L’histoire de la collection MUUS est fascinante, comme le révèle ma conversation avec Michael W. Sonnenfeldt. Plus tard, j’ai parlé à Richard Grosbard de sa contribution à la collection.

Sonnenfeldt décrit le modus operandi de MUUS Collection comme « vraiment unique ». Ces dernières années, la collection s’est exclusivement concentrée sur l’acquisition de domaines et d’archives entières, ce que la plupart des musées et des collections évitent précisément, car cela nécessite de l’espace, des investissements et surtout un réel engagement.

En dehors du monde de la photographie, Michael W. Sonnenfeldt mène une longue carrière d’entrepreneur, d’investisseur et de philanthrope. Au cours des 25 dernières années, il a été impliqué dans de nombreuses organisations à but non lucratif axées sur l’environnement et le changement climatique, la sécurité nationale, la paix au Moyen-Orient, le maintien de la paix internationale et les relations entre les États-Unis et l’ONU.

MUUS Collection a été officiellement fondée en 2013. Elle venait d’ouvrir sa propre installation à Tenafly. Mais l’histoire de l’implication de Sonnefeldt dans la photographie commence bien plus tôt. Alors qu’il était étudiant au MIT, il suit un cours avec la photographe Melissa Shook, une expérience qui aura une profonde influence sur sa façon de voir la photographie. Plus tard, lorsque son fils était à l’Université de Princeton, Sonnenfeldt a travaillé comme photographe pour son équipe sportive.

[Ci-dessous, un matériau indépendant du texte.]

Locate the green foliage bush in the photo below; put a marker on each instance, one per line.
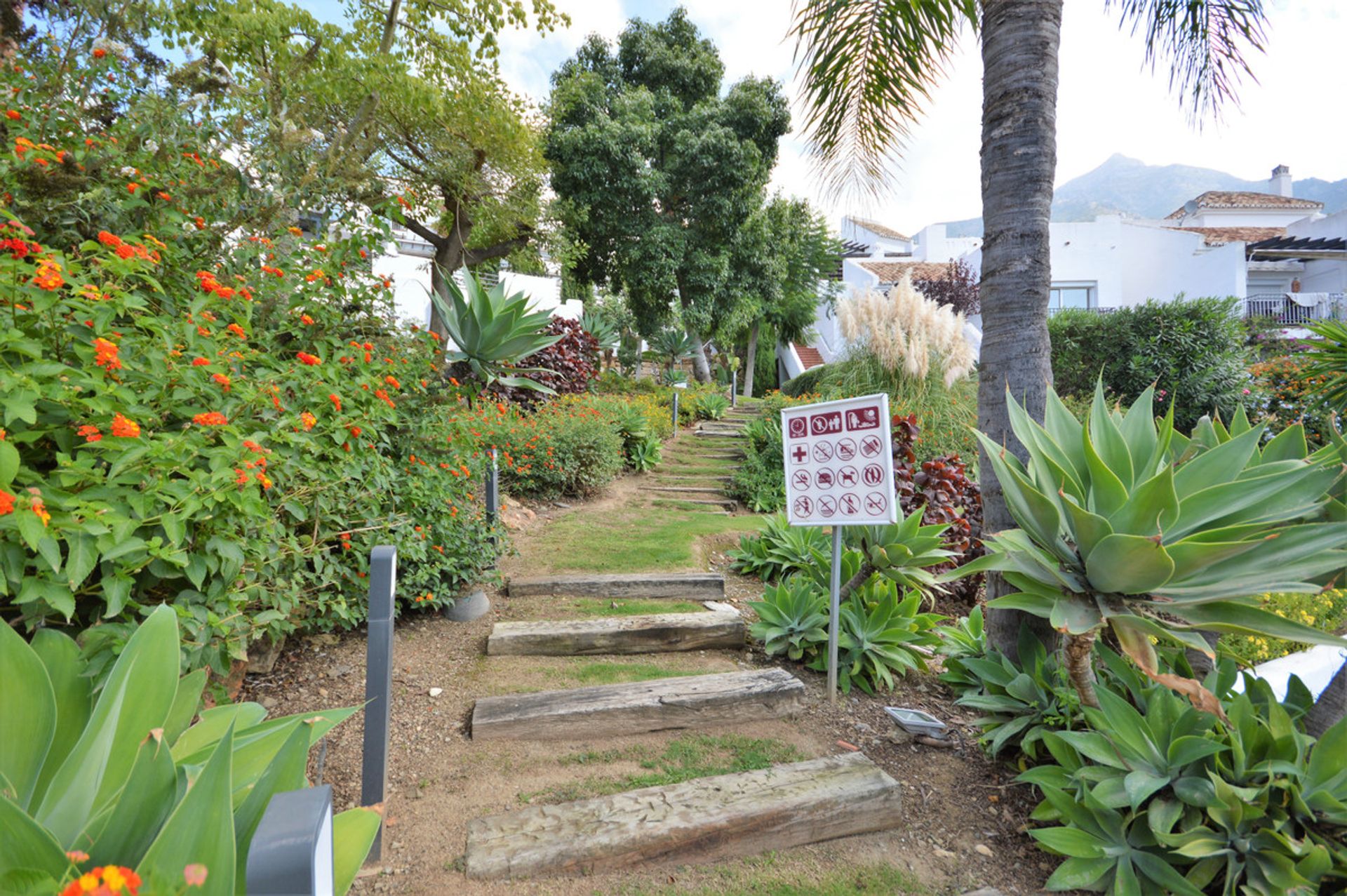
(1149, 794)
(225, 424)
(123, 777)
(1194, 351)
(1326, 610)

En 1989, il acquiert un important album d’images de Jérusalem, prises par le photographe écossais James Graham entre 1853 et 1857, dont il fait don au Musée d’Israël en 2005. Cela marque les débuts de Sonnenfeldt qui acquiert des moments charnières de l’histoire capturés par la photographie.

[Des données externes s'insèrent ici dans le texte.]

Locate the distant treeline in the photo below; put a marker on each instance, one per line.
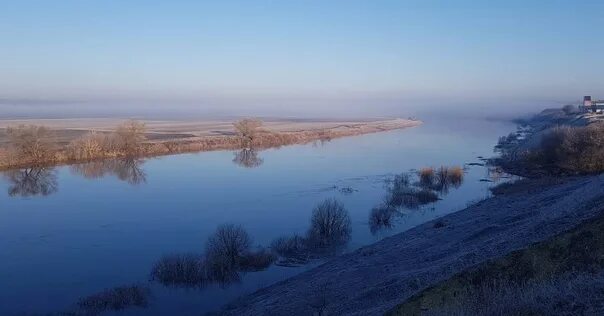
(33, 145)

En 2008, il a commencé à acquérir de grands portfolios, bientôt suivis par des oeuvres complètes. J’ai demandé à Sonnenfeldt s’il avait, dans ces premières années, une idée claire de la manière dont il souhaitait que MUUS Collection reprenne les archives américaines.

 

Michael W. Sonnenfeldt : Absolument pas ! C’était une passion qui s’est transformée en une idée. Chaque fois que nous faisions une acquisition, nous avions l’impression de saisir une opportunité unique : de découvrir un filon d’or. À ce stade précoce, nous n’avions aucun moyen de savoir ce que signifiait même prendre en charge une succession. Il nous a fallu une décennie pour avoir une idée précise de la complexité du problème. Plus un domaine est complexe, plus il répond à notre mission. Nous avons le courage et, franchement, l’enthousiasme qu’il faut pour travailler avec ces domaines.

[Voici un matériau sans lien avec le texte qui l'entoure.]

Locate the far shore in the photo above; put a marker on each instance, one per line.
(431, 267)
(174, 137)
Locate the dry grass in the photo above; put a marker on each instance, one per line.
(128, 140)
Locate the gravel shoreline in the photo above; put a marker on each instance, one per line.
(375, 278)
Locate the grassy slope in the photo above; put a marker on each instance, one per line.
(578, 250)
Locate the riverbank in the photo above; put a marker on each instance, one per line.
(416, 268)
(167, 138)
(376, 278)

Avant de commencer à acquérir des domaines, vous acquériez des portfolios.
MWS : Parfois, un artiste se tourne vers un collectionneur pour l’aider et peut vendre 100 ou 1 000 tableaux pour une raison quelconque. Ce que nous avons réalisé en rassemblant ces portfolios, c’est qu’ils ne donnaient toujours pas une image d’une carrière complète. Il y a très peu de hasard dans un portfolio car un artiste prend des œuvres et en extrait ensuite. Vous obtenez une sélection. C’est très différent de l’acquisition d’un domaine entier, comme nous venons de le faire avec Larry Fink. Beaucoup de ces boîtes n’auront peut-être pas été ouvertes depuis 10, 20 ou 30 ans, et il nous faudra des années pour évaluer de quoi il s’agit.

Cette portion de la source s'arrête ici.